Since these are criminal penalties, which claim worldwide scope, encompassing both UK and non-UK citizens, both in the UK and overseas, they cannot be "risk managed" by small print in commercial contracts or Software End User License Agreements etc.

This appalling Section 29 which was never debated in Parliament, due to the Government guillotines in Committee and during every other stage of the passage of the identity Cards Act, was, presumably intended as some sort of vague sanction against Denial of Service attacks, but this is irrelevant now that the Police an Justice Act has amended the Computer Misuse Act 1990, to attempt to deal with Denial of Service, again with a 10 year prison sentence.

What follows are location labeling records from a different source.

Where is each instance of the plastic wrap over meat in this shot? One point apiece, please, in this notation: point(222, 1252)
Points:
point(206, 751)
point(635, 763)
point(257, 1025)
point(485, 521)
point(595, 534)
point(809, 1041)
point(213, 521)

The possible effect of this wording on Trades Union disputes etc. , was admitted by the Home Office Minister Baroness Scotland, during the Lords Report stage of the previous Identity Cards Bill 2005, but no changes to the wording of this section were made subsequently !

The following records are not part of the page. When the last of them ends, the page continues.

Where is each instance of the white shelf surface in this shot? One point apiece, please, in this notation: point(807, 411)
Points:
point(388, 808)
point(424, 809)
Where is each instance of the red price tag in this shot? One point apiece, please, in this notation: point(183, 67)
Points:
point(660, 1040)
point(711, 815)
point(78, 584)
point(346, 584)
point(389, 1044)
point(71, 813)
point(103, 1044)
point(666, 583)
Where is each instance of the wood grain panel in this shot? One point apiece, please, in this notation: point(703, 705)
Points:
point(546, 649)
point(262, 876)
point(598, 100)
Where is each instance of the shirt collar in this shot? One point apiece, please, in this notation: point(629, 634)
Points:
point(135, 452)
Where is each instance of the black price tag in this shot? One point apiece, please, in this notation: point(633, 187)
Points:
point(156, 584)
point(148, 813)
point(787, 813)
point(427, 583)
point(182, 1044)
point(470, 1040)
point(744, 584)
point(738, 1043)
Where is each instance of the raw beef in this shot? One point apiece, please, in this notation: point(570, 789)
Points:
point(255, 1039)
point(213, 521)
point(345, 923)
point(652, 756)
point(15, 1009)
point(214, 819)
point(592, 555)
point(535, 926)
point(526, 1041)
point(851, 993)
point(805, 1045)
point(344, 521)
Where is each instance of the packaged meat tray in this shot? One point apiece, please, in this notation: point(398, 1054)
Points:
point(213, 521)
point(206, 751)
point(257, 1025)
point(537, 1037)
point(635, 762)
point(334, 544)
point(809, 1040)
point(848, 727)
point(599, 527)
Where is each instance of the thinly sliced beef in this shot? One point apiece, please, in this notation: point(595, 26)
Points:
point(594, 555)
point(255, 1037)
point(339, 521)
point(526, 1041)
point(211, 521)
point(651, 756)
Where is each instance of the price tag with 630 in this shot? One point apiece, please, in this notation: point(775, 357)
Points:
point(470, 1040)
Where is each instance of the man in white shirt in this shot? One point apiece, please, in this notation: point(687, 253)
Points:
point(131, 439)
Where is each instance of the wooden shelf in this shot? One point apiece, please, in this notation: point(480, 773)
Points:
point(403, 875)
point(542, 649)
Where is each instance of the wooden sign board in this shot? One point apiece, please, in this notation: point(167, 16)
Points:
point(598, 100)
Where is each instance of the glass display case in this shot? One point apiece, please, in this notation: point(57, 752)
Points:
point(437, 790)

More on this dubious Strategic Action Plan in future blog postings.


Does this now mean that they are going to repeal the act in its entirety and attempt to bring in a new bill, or are they going to try and amend the 2006 act with statutory instruments?

@ Jake -since it is "enabling legislation", they will certainly bring in secondary legislation.

Given this Government's previous form, they will seek to submerge and hide controversial bits of it within a mass of relatively uncontentious rules and regulations, probably running to dozens of pages of Statutory Instrument i.e. as complicated as another full Act of Parliament.

At best Parliament will get to vote on these, on a take the whole package or reject it all basis, without any chance of amendments, thereby reducing the chances of rebellions by Labour backbench MPs.

They will no doubt also try the trick of Statutory Instruments via Orders in Council, i.e. rubber stamped by the Privy Council, with no Parliamentary debate whatsoever, just as with the recent triple red tape
Treasury United Nations Measures Orders to freeze financial assets and to snoop on any financial transaction.

Perhaps we are being too cynical, and what they really mean is that, taking on board the Information Commissioner's call for the raising of the maximum penalty under the Data Protection Act from a fine to 2 years in prison, for abuse of private data, they will instead change the law to make the penalty up to 10 years in prison, for any corrupt bureaucrats or information brokers or private detectives or credit rating agencies or tabloid newspapers or paparazzi or other snoopers.


More likely is that this is just another glaring error, which, given the tens of millions of pounds spent on consultancy fees so far, is utterly scandalous.